Per Meos Oculus: The War After
A Novel - Set for Publication in early 2027!
In the sleepless glow of motel signs, passing headlights, empty highways, suburban kitchens, neon barrooms, and silent stretches of coastline, a Marine who has somehow lived nearly twice as long as he ever expected drifts through the fractured terrain of memory, identity, fatherhood, morality, love, survival, and the unbearable weight of remaining alive after becoming psychologically prepared not to be.
Moving between emotional realism and surreal psychological dreamscape, the narrative explores what happens when the instincts required to survive never fully leave the body. Mission-oriented thinking collides with ordinary existence. Hyper-vigilance disguises itself as responsibility. Intimacy becomes both refuge and threat.
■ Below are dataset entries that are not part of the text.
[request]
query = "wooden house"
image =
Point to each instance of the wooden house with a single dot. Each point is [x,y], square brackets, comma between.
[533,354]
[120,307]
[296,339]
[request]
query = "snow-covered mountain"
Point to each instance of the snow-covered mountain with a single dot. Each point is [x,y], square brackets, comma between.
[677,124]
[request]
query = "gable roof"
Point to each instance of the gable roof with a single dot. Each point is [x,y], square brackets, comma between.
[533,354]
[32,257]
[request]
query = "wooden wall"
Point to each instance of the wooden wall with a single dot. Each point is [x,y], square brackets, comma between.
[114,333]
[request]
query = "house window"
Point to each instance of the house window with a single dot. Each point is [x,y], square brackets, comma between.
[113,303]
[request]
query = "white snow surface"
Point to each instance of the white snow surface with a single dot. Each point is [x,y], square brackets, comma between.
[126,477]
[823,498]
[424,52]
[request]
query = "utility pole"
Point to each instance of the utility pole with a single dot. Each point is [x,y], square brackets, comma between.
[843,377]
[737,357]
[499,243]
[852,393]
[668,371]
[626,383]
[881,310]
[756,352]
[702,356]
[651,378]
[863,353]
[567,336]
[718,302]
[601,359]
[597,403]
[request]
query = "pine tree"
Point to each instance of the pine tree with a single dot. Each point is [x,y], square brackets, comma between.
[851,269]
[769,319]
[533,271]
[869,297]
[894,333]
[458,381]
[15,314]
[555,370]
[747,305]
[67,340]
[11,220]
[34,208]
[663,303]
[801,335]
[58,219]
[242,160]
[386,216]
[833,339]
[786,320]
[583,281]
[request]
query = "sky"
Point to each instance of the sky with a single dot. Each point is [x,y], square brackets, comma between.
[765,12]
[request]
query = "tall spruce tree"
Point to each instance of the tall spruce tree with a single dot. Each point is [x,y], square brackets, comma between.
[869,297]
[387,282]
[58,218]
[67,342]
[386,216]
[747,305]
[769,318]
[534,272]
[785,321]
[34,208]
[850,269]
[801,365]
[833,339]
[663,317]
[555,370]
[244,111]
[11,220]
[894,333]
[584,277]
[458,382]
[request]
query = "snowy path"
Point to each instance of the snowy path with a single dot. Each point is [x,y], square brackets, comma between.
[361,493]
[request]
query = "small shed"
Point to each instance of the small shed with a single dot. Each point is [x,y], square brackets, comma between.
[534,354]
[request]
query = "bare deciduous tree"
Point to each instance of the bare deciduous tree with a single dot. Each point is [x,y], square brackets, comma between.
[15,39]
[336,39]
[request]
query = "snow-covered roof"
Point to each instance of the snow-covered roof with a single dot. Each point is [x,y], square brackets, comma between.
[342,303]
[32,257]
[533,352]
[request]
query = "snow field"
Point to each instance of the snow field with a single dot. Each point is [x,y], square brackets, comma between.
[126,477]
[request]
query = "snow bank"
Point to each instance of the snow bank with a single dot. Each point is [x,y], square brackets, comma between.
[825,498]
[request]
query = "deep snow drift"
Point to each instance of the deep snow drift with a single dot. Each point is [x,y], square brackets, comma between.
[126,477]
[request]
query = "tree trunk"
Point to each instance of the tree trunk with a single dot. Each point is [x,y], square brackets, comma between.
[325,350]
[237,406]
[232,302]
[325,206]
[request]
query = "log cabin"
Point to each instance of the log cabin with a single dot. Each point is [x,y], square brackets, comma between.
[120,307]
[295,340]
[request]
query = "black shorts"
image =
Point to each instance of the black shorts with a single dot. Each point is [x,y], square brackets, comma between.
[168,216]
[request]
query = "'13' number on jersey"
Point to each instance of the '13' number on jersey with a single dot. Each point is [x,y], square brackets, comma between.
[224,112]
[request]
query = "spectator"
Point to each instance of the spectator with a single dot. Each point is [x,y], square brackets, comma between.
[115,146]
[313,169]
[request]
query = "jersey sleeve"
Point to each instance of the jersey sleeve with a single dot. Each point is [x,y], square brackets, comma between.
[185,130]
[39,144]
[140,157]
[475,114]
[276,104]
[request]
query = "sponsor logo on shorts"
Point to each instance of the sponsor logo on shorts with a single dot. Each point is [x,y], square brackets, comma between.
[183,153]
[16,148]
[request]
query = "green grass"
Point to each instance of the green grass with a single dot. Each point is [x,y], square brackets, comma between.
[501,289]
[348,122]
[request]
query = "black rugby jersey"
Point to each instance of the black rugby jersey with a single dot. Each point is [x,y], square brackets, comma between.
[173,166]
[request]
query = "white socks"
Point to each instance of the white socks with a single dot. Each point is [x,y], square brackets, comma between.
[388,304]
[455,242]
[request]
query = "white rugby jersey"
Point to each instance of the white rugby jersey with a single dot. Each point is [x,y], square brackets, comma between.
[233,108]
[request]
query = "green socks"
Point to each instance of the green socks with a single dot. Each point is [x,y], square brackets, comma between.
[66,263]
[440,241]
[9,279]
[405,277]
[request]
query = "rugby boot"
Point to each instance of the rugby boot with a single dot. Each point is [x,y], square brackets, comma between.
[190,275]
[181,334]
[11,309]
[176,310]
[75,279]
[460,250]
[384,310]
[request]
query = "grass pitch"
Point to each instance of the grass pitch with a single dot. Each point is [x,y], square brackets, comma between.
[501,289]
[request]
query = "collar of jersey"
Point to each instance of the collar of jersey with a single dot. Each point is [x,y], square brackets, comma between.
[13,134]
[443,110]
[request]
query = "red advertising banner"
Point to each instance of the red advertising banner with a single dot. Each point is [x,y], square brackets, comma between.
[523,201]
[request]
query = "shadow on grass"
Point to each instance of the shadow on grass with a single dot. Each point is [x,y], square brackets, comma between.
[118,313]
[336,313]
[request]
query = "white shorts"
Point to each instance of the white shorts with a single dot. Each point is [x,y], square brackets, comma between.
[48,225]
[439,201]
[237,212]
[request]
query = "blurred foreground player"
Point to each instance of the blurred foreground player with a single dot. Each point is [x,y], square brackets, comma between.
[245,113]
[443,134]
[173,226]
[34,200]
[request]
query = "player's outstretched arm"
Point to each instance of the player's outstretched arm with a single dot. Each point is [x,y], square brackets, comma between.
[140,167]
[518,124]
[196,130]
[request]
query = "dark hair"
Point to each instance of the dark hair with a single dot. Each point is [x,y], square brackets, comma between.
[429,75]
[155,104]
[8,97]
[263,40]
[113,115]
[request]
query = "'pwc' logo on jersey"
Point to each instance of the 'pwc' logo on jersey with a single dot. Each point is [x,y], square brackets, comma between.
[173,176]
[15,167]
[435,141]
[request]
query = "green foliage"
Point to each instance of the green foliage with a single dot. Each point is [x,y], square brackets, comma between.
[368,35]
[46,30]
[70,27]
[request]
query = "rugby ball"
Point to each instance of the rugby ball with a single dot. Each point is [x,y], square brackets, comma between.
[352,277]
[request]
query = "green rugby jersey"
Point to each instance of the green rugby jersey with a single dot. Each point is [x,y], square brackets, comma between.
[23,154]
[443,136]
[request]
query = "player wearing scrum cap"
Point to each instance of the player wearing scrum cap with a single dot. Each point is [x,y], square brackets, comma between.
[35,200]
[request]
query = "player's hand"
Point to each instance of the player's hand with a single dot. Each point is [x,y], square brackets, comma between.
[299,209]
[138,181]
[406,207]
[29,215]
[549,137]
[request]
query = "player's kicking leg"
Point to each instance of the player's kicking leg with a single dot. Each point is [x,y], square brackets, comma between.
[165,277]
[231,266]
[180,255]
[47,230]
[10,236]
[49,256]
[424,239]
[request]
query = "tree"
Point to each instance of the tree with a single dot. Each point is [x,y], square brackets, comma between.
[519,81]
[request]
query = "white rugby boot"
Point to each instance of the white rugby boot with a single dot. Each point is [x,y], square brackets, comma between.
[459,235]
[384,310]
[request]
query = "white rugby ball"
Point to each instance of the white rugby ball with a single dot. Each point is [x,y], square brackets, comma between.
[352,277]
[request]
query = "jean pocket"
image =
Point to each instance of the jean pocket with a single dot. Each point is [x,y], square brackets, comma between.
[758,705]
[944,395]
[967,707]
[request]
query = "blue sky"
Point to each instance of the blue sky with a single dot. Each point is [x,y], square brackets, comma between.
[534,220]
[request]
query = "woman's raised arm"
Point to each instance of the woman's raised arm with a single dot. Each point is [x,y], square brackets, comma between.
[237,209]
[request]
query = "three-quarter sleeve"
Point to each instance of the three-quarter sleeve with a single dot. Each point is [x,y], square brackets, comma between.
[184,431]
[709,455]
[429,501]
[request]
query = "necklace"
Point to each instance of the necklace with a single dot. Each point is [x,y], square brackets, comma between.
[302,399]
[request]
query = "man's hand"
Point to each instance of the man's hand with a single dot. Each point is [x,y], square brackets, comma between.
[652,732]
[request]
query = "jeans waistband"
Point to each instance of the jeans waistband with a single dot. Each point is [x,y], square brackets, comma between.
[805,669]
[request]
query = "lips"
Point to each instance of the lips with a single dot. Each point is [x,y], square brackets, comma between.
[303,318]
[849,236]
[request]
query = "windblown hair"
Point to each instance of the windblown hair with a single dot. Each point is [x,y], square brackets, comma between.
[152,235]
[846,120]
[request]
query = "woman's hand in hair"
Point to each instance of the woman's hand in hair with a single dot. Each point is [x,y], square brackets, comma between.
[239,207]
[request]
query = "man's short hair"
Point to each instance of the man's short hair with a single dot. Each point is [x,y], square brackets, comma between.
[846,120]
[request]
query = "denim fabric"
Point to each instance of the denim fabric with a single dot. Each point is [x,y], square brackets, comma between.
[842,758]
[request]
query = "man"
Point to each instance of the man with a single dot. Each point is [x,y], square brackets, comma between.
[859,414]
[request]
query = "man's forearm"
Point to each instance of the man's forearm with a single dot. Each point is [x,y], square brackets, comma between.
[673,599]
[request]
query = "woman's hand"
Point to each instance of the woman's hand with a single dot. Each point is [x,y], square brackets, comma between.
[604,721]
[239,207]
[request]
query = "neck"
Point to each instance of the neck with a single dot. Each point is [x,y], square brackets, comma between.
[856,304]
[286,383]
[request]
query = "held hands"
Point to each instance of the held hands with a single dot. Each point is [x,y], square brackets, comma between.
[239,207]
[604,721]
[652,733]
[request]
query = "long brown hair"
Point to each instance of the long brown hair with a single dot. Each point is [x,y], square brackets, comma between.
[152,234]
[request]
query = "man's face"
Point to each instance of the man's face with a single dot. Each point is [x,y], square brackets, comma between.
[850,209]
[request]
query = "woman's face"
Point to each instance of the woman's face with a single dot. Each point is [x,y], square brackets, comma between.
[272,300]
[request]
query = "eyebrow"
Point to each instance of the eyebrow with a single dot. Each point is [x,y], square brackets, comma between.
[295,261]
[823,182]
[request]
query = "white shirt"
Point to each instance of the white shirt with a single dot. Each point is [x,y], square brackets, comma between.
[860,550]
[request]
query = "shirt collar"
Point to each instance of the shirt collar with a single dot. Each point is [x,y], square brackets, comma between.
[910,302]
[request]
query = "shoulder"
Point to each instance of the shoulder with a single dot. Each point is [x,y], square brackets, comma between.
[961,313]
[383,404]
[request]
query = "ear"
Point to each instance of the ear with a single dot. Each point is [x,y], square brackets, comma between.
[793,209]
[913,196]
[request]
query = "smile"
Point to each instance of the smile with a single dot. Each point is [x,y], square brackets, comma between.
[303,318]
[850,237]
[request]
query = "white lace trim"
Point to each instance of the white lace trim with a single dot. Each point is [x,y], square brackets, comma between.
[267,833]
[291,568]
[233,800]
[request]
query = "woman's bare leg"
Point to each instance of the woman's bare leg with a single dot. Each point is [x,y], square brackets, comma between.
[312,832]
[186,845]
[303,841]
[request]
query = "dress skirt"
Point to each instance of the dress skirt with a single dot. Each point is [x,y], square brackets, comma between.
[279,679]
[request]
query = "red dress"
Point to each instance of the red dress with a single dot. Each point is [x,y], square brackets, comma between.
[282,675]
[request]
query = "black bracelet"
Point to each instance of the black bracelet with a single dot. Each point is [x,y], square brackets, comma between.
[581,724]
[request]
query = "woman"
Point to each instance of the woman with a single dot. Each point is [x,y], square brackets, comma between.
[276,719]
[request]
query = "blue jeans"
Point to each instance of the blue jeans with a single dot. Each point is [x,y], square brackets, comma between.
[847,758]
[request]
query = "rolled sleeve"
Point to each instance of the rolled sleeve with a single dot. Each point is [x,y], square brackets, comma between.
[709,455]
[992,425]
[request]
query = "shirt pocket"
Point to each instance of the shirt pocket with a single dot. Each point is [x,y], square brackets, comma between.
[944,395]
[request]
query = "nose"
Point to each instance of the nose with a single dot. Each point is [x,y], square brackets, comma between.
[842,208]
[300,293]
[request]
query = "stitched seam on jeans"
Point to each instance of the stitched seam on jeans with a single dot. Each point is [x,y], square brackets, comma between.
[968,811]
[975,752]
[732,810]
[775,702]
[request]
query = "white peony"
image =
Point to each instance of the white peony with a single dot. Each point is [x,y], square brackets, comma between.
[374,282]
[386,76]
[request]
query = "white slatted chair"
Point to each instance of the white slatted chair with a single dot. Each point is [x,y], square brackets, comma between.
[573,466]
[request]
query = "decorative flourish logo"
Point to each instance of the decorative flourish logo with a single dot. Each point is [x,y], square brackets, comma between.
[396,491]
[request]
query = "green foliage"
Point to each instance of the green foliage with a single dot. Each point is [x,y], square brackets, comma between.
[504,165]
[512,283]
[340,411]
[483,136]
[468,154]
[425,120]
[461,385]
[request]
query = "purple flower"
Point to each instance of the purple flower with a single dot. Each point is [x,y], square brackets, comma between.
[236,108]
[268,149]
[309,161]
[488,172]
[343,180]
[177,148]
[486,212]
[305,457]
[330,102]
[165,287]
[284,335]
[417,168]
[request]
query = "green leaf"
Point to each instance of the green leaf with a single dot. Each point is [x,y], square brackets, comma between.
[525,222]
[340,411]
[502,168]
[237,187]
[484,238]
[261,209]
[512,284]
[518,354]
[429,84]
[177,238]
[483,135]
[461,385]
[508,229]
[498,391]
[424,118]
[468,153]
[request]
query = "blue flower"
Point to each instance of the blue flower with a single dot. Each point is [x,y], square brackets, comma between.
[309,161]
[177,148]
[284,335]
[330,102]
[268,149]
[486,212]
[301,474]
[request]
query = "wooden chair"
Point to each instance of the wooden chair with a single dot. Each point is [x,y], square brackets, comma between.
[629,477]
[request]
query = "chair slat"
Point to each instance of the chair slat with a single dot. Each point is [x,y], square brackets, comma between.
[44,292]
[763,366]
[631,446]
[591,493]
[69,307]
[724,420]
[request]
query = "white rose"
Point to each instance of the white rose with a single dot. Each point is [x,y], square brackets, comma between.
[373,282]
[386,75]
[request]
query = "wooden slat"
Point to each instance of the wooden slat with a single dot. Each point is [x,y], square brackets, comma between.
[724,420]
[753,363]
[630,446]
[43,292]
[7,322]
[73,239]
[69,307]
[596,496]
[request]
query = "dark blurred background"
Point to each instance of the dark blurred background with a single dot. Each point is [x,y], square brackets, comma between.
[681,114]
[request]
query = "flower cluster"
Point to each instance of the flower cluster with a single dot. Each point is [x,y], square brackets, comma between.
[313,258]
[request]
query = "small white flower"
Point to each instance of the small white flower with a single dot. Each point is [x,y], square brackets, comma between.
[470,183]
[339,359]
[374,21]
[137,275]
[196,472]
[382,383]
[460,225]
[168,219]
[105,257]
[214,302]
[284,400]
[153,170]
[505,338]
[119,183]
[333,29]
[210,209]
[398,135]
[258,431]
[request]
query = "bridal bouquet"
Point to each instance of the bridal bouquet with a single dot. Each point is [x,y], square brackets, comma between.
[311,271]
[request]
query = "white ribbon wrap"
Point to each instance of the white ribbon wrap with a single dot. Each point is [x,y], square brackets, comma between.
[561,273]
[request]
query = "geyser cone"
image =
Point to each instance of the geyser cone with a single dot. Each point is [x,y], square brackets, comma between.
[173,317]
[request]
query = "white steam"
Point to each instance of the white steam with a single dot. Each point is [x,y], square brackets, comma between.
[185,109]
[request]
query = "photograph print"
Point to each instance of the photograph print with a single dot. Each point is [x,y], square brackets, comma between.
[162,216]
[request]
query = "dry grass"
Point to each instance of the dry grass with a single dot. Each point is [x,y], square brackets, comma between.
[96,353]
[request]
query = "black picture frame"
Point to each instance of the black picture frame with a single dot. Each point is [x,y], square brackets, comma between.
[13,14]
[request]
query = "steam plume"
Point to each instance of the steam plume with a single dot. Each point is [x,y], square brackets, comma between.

Even something as mundane as passing beneath a highway overpass can awaken a quiet, irrational dread that never fully explains itself — only lingers, humming beneath the surface of otherwise normal American life.
Blending poetic prose, fragmented introspection, philosophical reflection, and cinematic atmosphere, the work traverses rain-soaked streets, late-night drives, hotel rooms, collapsing relationships, family moments, spiritual exhaustion, intrusive memories, nervous-system temporal fragmentation, existential bargaining, and the strange disorientation of trying to build a meaningful life inside a nervous system that once learned to survive by expecting death — and delivering it too.
At its core, this is not simply a story about war, love, or trauma.
It is a meditation on masculinity, guilt, tenderness, violence, faith, insecurity, self-preservation, conformity, and the invisible moral ledger human beings carry deep within themselves — the quiet accounting of whether the good they have done can ever truly outweigh the damage they carry.
Beautiful, corrosive, intimate, and deeply reflective, Per Meos Oculus: The War After exists somewhere between literary fiction, memoir, philosophical meditation, psychological horror, and confession. Memory behaves like a living organism. Conversations blur with hallucination. Desire mutates into mythology. Even silence begins to feel inhabited.
This is a story about consciousness surviving far beyond the point it ever believed it would.